Allegro
Licensing Music Online
Legal Corner
Volume CV, No. 7/8July, 2005
Let’s say you own a restaurant and you want to have recorded music playing in the background. Can you? If you wrote the music yourself, then you own the copyright. Otherwise, you generally need to get permission, otherwise known as a license. For many, the names ASCAP, BMI, and SESAC will be familiar. They’re usually who you turn to when you need to license music. Besides restaurant owners, other people who license music are radio station owners and producers of television, movies and commercials.
Now let’s say you are an Internet service provider like AOL, Yahoo! or RealNetworks. You provide Internet access to millions of subscribers and you also own many Web pages where music is available, so millions of people are listening to music through your network. Do you still need a license?
The answer is yes. In a landmark decision on April 30 of this year, the United States District Court for the Southern District of New York rendered a public decision that answered this question. USA v. ASCAP, 2008 WL 1967722 (SDNY, 2008).
Pursuant to a settlement agreement that had been entered in an antitrust suit involving AOL, Yahoo! and RealNetworks, the court was charged with the obligation to ascertain the appropriate licensing fees that these Internet service providers were required to pay ASCAP for online use of copyrighted music.
In essence the court was converted into a “rate court.” This was the first time that a court of law has ever sat as the arbiter of online music use licensing fees.
The case involved a very broad license issued by ASCAP known as a “blanket license.” This form of license is unique since in addition to conveying the immediate right to use a musical composition, it also offers the flexibility of immediate and unlimited access to ASCAP’s vast and ever-growing repository of compositions without the licensee having to enter into additional individual agreements.
Since the economic value of a blanket license provides the licensee with more than just the right to utilize a single composition, the court held that the proper license fee must adequately compensate for this extra benefit.
Under the law, in a court proceeding for a determination of appropriate license fees, ASCAP had the burden to demonstrate that the fee it sought was reasonable.
If the court deemed the requested fee was unreasonable, it has the authority to fashion a fee that it considered to be reasonable under the circumstances.

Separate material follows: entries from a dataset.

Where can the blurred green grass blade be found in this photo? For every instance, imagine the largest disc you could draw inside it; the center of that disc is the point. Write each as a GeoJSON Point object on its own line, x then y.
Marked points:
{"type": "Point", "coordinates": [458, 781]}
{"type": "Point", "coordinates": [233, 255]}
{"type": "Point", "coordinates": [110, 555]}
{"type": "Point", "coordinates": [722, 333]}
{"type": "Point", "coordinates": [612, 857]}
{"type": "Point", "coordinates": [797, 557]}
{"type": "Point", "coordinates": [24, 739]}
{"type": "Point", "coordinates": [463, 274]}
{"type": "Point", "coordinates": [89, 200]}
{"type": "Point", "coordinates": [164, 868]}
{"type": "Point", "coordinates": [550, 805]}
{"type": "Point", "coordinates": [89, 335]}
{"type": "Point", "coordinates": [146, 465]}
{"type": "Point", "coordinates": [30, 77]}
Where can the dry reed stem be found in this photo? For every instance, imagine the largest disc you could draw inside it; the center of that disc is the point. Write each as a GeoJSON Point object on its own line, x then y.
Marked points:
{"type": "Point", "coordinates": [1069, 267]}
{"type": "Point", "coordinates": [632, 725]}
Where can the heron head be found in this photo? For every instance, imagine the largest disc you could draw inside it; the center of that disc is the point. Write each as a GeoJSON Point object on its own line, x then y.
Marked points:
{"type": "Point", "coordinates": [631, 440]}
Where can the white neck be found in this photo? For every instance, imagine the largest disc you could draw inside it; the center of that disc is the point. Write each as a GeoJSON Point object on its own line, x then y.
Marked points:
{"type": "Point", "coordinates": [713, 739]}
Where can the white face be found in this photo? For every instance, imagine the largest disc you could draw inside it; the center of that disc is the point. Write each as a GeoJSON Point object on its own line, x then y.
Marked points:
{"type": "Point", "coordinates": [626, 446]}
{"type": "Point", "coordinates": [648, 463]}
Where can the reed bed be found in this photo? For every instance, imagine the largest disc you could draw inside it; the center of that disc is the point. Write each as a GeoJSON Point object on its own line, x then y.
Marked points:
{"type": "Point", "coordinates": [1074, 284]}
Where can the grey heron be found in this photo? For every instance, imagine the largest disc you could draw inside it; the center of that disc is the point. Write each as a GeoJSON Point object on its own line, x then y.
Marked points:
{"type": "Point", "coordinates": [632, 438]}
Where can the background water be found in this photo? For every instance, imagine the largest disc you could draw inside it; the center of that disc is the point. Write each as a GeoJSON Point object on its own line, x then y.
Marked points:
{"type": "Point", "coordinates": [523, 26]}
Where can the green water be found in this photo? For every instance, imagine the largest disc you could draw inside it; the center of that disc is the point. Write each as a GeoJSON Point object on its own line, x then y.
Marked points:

The court ruled that a fee of 2.5 percent of music-derived revenue was appropriate here since it was comparable to blanket license agreements in effect at the three major television networks, ABC, NBC and CBS.
One difference noted by the court was that music is provided passively to homes through television. That is, when you’re watching a sitcom or TV movie or TV commercial and there’s music in the background, you can’t choose the music. The producers have chosen that particular background music — and they have to pay ASCAP (or another performing rights organization) to license it.
However, audiovisual programming offered by ISP’s on the Internet is streamed on demand to end users who determine the actual content of their musical programming. This difference, however, the court found was not significant enough to warrant a variance in the license fee and the court held that the formula presented by ASCAP was reasonable.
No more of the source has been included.